The Coast of Summer

Reader Thoughts  abtcos The Coast of Summer by Anthony Bailey, Sheridan House 1994 (paperback ed. 1999), 357 pages

“Sailing New England Waters from Shelter Island to Cape Cod”

From the back of the book:   The seductive storytelling of Anthony Bailey is as gratifying as a full-sail breeze in this enchanting tale of a season afloat along the coast of New England.  Poking into deep harbors and shallow ponds, anchoring off fashionable resorts and in remote coves, Bailey and his wife, Margot, leisurely sail between eastern Long island and the tip of Cape Cod in their small sloop, Lochinvar.

Interspersing his narrative with local history, geography and biography, Bailey evokes curious legends and brings to life those rare intriguing characters who are drawn to coastal life.  And when, on occasion, this drowsy, idyllic cruise becomes a sudden, sober battle with the perils of the sea, Bailey offers modestly but enticingly the fruits of much hard-won and not always heroic yachting experience.

“In prose as gentle as the breezes that push his craft….  Bailey pulls you right to his side on a most amiable walking/boating tour:  an inspired guide in a fascinating locale with a rich past….   Bailey’s writing flashes with drollery and wit;  he’s a  comfortable stylist who works on the reader like a masseur.   From the shoals of Madaket to Sow and Pigs reef, Bailey wraps the reader up in this highly entertaining sea passage.”   – Kirkus Reviews

“…an engaging account….  Readers familiar with the area – its shorelines and waters – will savor every word.”  – Publishers Weekly

A BIG SHOUT OUT to Belle!  aka Ms.Bookish.   Who didn’t quite ask me a question for the latest Weekly Geek event, but mentioned this book in her comment at that post.  Thank you, thank you.

MOTIVATION for reading:    I was given this book by my cousin-in-law who loves to read.   I gave her The Book Thief* for Christmas, she gave me this.       AND…  since I’m powerboating in these same waters, I was very eager to read this account.   I also think this might be my very first travelogue!


I’m rating this FOUR PIEs;   I enjoyed it very much but have one big complaint:   no bibliography!     I wish I had jotted down my own reference points as I read along.   Now I’ll just have to re-read it!    Thankfully, the chapters are titled by location, so that when we do visit Martha’s Vineyard, I can look up descriptions of landmarks, rock hazards in the coves, and favorite beaches.   I look forward to seeing how the almost twenty years must have changed the land.

This book was a delight to have as a companion book to my boating safety instruction book(s).    It brought so much alive in my mind – weather, navigation, anchoring, etc.   Even though sailors and powerboaters are not supposed to like each other – we seem to be by definition at odds and in contention, I have a huge appreciation for the romance (and hard work!) of sailing.

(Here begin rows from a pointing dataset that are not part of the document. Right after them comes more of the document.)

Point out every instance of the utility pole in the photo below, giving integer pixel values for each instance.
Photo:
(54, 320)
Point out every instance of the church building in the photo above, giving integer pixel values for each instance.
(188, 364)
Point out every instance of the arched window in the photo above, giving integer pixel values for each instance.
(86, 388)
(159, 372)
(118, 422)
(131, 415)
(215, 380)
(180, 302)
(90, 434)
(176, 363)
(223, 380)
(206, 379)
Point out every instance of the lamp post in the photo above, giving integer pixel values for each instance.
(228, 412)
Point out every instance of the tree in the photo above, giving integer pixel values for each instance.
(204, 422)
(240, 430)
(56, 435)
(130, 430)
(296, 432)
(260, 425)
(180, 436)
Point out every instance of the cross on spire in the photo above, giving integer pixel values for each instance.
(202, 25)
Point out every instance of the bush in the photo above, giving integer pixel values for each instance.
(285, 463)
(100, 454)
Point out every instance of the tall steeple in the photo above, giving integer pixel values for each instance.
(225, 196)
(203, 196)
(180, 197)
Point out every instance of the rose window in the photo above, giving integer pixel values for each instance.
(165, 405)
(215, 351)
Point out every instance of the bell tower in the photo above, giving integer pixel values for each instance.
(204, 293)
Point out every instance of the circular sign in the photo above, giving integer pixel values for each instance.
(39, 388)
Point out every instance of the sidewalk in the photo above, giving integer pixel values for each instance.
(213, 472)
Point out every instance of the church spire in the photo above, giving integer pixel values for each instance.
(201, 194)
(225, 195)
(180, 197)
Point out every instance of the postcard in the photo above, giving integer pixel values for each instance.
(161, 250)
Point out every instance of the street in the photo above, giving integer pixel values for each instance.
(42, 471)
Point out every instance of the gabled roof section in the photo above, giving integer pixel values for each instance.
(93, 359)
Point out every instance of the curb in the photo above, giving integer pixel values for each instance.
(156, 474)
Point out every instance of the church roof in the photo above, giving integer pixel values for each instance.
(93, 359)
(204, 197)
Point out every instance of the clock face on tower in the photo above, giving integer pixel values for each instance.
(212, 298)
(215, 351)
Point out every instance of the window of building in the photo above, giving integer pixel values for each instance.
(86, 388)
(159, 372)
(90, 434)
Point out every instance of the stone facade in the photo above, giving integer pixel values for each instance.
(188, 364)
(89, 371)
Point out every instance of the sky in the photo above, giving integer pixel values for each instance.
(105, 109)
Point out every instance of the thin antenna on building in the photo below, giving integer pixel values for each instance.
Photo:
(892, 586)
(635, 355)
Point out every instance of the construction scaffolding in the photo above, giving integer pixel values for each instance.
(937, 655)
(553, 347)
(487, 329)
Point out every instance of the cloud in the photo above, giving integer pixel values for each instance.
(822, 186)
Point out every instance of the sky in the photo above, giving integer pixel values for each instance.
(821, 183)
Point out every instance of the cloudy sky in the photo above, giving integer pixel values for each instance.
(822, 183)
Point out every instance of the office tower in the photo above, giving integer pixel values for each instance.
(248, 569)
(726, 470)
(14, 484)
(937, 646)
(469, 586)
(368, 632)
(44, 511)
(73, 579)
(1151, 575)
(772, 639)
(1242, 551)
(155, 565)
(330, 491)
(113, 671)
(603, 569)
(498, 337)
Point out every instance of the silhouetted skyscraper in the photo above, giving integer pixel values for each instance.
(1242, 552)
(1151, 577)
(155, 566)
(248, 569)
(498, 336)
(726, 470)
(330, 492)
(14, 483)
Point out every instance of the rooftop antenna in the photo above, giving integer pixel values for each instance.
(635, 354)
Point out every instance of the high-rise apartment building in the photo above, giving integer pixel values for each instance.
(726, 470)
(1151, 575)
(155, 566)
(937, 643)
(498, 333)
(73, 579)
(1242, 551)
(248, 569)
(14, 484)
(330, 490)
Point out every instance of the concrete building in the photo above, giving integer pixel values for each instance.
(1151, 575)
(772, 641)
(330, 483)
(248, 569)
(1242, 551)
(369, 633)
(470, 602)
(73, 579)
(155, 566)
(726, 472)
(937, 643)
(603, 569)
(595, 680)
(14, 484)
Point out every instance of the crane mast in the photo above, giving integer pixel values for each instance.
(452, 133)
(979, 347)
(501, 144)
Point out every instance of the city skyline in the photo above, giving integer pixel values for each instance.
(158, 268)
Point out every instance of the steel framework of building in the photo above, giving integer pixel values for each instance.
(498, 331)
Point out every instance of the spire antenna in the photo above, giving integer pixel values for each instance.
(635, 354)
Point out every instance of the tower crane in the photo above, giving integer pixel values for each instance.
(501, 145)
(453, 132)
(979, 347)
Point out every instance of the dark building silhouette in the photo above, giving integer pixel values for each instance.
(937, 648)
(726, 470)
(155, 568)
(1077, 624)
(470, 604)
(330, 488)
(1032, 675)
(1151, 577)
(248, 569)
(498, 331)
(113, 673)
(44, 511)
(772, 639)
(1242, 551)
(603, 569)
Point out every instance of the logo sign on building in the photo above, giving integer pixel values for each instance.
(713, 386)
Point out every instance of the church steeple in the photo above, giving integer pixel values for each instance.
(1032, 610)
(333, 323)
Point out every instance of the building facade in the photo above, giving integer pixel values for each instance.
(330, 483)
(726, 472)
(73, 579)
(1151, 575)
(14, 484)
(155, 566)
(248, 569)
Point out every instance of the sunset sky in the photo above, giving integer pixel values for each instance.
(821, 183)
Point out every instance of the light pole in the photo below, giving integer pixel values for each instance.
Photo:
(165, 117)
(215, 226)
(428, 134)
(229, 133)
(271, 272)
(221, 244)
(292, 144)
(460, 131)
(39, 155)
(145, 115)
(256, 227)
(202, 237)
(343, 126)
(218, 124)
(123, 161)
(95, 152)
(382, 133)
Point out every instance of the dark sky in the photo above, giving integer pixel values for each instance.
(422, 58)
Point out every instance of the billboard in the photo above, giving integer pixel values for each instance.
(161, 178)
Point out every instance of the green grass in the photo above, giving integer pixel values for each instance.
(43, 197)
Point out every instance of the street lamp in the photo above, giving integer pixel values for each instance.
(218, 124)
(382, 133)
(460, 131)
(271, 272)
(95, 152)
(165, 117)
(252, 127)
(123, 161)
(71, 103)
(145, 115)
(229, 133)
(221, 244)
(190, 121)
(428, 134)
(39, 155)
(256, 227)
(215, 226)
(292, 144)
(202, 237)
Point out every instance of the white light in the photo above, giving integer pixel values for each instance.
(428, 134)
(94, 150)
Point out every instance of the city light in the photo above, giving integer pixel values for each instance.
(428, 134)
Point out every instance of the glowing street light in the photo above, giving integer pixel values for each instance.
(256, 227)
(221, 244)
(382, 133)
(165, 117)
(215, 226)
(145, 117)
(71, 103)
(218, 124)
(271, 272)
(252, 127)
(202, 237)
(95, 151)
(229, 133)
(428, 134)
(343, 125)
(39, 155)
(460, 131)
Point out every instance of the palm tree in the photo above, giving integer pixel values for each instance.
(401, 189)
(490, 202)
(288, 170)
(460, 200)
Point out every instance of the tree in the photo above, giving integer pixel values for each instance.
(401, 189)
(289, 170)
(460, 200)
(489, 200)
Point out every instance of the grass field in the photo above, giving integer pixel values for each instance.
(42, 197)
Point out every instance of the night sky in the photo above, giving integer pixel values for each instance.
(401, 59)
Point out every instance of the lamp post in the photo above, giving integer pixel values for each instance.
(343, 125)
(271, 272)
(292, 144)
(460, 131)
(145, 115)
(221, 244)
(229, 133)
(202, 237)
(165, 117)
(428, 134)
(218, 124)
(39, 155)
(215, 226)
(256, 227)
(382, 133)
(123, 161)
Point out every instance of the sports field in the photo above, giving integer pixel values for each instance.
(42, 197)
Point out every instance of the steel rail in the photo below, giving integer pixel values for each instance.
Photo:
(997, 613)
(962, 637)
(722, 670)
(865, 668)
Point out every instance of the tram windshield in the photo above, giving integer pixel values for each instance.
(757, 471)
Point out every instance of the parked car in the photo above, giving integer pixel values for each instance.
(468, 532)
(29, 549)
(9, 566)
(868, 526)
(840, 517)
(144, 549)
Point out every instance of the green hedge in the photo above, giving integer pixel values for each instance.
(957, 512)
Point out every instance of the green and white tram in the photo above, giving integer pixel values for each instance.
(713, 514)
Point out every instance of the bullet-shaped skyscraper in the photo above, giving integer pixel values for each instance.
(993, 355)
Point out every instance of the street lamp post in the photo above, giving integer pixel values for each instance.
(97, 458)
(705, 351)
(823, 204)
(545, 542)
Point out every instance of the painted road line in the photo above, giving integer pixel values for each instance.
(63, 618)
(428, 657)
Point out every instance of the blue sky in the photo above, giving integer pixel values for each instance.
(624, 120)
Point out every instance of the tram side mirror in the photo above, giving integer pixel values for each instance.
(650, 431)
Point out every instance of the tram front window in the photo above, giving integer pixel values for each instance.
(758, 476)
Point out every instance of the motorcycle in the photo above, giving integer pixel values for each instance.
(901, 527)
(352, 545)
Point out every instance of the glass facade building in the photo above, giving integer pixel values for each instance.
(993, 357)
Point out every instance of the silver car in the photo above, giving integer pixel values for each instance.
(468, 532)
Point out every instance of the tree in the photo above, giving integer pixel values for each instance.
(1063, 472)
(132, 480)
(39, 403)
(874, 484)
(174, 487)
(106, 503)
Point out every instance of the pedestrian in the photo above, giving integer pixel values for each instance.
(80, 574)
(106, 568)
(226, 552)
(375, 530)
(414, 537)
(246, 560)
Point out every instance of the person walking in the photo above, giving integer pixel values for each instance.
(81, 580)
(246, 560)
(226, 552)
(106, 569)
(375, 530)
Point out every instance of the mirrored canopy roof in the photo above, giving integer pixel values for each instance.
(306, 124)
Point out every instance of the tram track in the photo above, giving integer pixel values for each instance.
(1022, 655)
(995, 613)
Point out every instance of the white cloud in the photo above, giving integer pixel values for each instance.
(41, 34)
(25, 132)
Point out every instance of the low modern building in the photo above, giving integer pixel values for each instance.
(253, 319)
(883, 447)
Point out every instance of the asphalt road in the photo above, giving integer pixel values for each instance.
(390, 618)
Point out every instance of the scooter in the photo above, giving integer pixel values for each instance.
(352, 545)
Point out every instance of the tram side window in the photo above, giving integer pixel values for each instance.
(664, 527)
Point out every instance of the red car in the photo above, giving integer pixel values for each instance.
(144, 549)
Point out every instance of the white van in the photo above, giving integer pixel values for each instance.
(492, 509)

I must address the skill of the author in creating and evoking a proper mood – – of relaxation and/or somber careful attention;  to what it feels like to sail, both in calm waters and in times fraught with danger.   Well done, Mr. Bailey!    Click here for his Wikipedia page and see what else he has written.   By the way, he lives in Britain;  he comes to America to spend his vacations on his sailboat.

British Civil Ensign Flag
British Civil Ensign Flag



(Do visit Kathy at BermudaOnion – the originator of this meme)

p. 91   adze – a tool similar to an ax with an arched blade at right angles to thehandle, used for cutting or shaping large pieces of wood.

p. 44   menhaden – a large deep-bodied fish of the herring family that occurs along the east coast of North America. The oil-rich flesh is used to make fish meal and fertilizer.

p. 114  ewer – “… practicing for the challenge or defense of the America’s Cup, the gruesome silver ewer which has come to represent supremacy in yacht racing.” – a large jug with a wide mouth, formerly used for carrying water for someone to wash in.

p. 130   avuncular** – of or relating to an uncle.

p. 131  seagirt – surrounded by sea

p. 180 – manqué – having failed to become what one might have been; unfulfilled.

p. 236 – priapic“(the Pilgrim monument…)  With a red beacon light glowing on top, it seems less a commemoration of the Pilgrims’ oceanic achievements than a most unpuritan priapic emblem.” – of or relating to male sexuality and sexual activity

Port of East Greenwich RI
Port of East Greenwich RI

* Unfortunately, my gift to her required her to read and give back to me!    I won’t be returning to her The Coast of Summer – I want to keep it and refer to it.    Sorry Linda!

** I am ever-looking up this word!  Every single freakin’ time I encounter it, I jot down the page.  Why oh why can I not remember this definition?